The Role of Clinical Genomics in Drug Development
Before the era of clinical genomics, the choice of therapeutic targets was based mainly on empirical approaches and often incomplete biological hypotheses. Now, human genetic data is available that is associated with high quality disease data. For instance, one can now identify patients that have a disease linked to a certain mutation and determine a line of treatment. The recognized mutation-treatment interactions can help select patients for clinical trials and define treatments for patients that are already on the market.
The enormous amount of data generated in a short time by NGS equipment has led to the widespread adoption of clinical genomics in both industrial and hospital settings. Managing this data deluge requires the expertise of multidisciplinary fields like clinical bioinformatics, which bridges statistics, biology, and computer science.

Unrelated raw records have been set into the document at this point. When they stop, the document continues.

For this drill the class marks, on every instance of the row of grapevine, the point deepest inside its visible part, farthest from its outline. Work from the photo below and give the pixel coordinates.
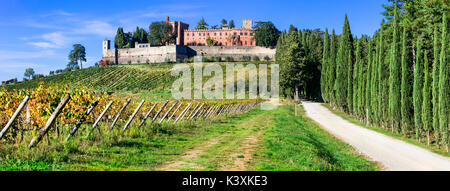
(48, 108)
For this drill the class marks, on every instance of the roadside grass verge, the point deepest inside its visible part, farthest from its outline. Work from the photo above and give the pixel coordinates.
(135, 150)
(388, 132)
(296, 143)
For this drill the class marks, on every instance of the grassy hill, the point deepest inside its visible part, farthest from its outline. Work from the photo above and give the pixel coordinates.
(144, 80)
(110, 78)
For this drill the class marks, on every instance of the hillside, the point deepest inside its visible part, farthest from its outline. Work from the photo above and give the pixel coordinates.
(142, 79)
(110, 78)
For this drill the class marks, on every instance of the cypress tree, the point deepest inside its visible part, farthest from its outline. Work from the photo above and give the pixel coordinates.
(444, 84)
(325, 66)
(374, 89)
(405, 86)
(394, 78)
(369, 84)
(362, 79)
(417, 90)
(426, 106)
(381, 74)
(332, 69)
(356, 80)
(342, 67)
(435, 89)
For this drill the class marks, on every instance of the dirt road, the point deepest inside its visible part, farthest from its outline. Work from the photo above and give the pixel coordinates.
(393, 154)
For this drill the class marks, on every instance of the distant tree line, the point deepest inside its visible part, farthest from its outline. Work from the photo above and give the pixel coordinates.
(299, 54)
(397, 79)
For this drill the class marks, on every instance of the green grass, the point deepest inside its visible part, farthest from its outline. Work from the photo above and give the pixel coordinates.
(388, 132)
(136, 149)
(296, 143)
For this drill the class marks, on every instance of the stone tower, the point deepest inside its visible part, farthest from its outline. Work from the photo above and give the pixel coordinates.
(247, 23)
(106, 46)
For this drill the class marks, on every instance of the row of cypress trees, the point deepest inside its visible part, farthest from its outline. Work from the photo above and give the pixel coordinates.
(397, 79)
(299, 54)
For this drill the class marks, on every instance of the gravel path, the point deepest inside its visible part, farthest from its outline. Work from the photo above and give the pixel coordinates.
(392, 153)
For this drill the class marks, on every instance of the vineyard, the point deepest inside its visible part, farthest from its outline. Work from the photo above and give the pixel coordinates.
(64, 111)
(111, 78)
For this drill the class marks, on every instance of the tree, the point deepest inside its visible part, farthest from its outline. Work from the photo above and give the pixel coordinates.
(266, 34)
(444, 83)
(344, 62)
(435, 88)
(331, 79)
(426, 106)
(325, 66)
(120, 39)
(394, 77)
(161, 33)
(369, 83)
(417, 90)
(77, 55)
(29, 72)
(202, 24)
(231, 24)
(405, 90)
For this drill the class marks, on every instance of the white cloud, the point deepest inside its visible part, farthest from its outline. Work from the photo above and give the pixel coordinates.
(52, 40)
(96, 27)
(6, 55)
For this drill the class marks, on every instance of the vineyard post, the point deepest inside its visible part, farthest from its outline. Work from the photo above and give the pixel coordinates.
(173, 114)
(221, 108)
(211, 111)
(133, 115)
(203, 111)
(160, 110)
(101, 116)
(184, 112)
(146, 115)
(11, 121)
(118, 113)
(168, 111)
(192, 112)
(50, 121)
(201, 106)
(82, 119)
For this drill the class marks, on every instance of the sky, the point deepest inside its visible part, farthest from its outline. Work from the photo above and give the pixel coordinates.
(39, 34)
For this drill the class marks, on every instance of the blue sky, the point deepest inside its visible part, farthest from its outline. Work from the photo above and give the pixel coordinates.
(39, 33)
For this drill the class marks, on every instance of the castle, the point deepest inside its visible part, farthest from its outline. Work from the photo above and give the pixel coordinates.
(235, 43)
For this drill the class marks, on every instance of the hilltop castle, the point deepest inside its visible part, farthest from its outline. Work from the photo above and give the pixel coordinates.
(235, 43)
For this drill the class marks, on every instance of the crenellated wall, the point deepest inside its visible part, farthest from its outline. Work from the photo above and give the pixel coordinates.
(173, 53)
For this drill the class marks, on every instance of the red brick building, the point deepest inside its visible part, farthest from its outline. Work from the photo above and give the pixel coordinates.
(180, 27)
(222, 37)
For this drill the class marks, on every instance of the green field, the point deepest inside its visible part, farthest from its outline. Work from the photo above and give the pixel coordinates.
(257, 140)
(278, 141)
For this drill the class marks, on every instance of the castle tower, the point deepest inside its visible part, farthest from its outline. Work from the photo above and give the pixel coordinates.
(247, 23)
(106, 46)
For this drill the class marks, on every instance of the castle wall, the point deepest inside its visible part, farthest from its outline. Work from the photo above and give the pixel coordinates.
(160, 54)
(173, 53)
(236, 52)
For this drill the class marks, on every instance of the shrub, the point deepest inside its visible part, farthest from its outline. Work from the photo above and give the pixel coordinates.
(246, 58)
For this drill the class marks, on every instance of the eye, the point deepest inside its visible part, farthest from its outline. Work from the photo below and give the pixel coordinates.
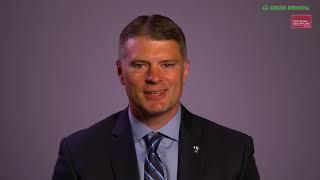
(139, 65)
(168, 65)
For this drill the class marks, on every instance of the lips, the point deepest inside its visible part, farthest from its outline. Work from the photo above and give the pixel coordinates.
(154, 94)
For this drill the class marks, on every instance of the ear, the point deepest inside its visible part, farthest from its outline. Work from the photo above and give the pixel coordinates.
(186, 70)
(119, 71)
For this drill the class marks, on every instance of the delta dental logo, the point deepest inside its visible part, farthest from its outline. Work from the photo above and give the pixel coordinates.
(267, 7)
(301, 21)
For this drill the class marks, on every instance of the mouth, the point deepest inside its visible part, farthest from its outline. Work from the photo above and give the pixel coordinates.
(155, 94)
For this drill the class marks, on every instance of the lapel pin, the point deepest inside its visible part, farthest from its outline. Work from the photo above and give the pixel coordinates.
(196, 149)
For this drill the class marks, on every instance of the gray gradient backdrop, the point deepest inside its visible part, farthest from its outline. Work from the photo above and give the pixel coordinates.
(249, 71)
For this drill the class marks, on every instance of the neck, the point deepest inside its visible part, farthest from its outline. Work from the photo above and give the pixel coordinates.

Particular attention is given to the on-label and off-label clinical applications of new genomics-driven drugs.
Clinical Bioinformatics plays a crucial role in managing this data deluge, including strategies to reduce data noise by pre-processing raw genomic data before feeding it to AI models. Furthermore, in terms of transparency and reproducibility of the results, the ability to reconstruct all the analytical steps that enable the raw unprocessed data to be transformed to the clinical report is fundamental. In the era of clinical genomics and AI, in fact, clinical reporting is strongly influenced by retrospective know-how and by the different levels of evidence between molecular alteration and target drug. The use of genomic and clinical data raises significant ethical issues related to the protection of patient privacy. The collection, storage, and use of these data require secure technological infrastructures and transparent management policies to avoid the risk of privacy violations and discrimination. Furthermore, uneven access to genomic data amplifies inequalities in research.
Clinical genomics enables the validation of therapeutic targets with greater precision, identifying genes and proteins directly implicated in disease mechanisms. Recent studies have shown that drugs developed on targets with strong genetic evidence have a greater PoS than those with unvalidated targets. Furthermore, the analysis of patient genomic profiles, combined with clinical and pharmacological data, can provide crucial information to improve the selection of drug candidates and the design of clinical trials. Clinical genomics has become particularly relevant in the development of new drugs based on generative AI thanks to its ability to provide a deeper understanding of disease biology, identify valid therapeutic targets, select predictive biomarkers of response, and to stratify patients more precisely in an effort to impact PoS.
Conclusion
In conclusion, the integration of clinical genomics and AI in drug development is not just a trend but a necessity for the future of medicine. By leveraging vast datasets and advanced AI models, the pharmaceutical industry can enhance the precision and efficiency of drug development, ultimately leading to more effective treatments and improved patient outcomes. As we continue to navigate this new era, the collaboration between technology and healthcare will be pivotal in overcoming the challenges of modern drug development.
Key Takeaways:
- Drug development is a complex, costly, and lengthy process with a low probability of success.
- Clinical genomics and AI are transforming drug development by improving target identification and patient stratification.
- Open access to biomedical data and advancements in NGS are crucial for modern drug research.
- Ethical considerations in data management are essential to protect patient privacy.
- The integration of AI and genomics is vital for the future of effective and efficient drug development.